У него какие-то желтые, золотистые точечки, кажется, скрещенные молоточки и ключи, поблескивают на петлицах его синей студенческой куртки. Ты, оказывается, учила его на инженера, мать а потом он вдруг очутился, непонятно как, здесь, у пулемета, и под властью этого человека. И теперь ты за него боишься — за своего первенца. Твои глаза испуганно и лихорадочно ищут, кто его может спасти, и с невысказанной надеждой останавливаются на лице этого мрачного друга твоего сына.

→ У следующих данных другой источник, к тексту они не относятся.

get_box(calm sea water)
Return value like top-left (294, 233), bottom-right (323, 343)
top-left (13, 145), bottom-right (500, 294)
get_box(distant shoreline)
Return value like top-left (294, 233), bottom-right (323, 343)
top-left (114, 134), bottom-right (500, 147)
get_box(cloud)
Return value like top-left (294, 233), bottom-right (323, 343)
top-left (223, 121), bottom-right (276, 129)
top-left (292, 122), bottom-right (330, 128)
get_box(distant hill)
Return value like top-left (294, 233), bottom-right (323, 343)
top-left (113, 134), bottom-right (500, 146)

И ты все еще на него надеешься? Вспомни, разве тебе совсем незнаком этот человек? Так чего же ты еще хочешь от него дождаться?

Загляни ему в глаза — в них давно уже нет ничего человеческого. Видишь, он отворачивает полу своей бекеши и вынимает из широких ножен что-то острое и стальное? Не совсем понятно, штык это или нож, но не все ли равно, если и то и другое предназначено для убийства. И ты видишь, он вкладывает его в руку твоего сына, в чем-то уговаривает его и чего-то от него требует? Ты слышишь, мать, что он говорит твоему сыну?

Еще никогда лицо твоего мальчика не было таким угрюмым. Мать, останови его, пока еще не поздно! Ты скажи ему, кто этот русский парень с голубым огнем в глазах, ты же знаешь! Пусть лучше твой сын оглянется и сбросит вниз этого демона, который так и вьется у него за плечами и показывает ему, как вернее попасть в сердце брата.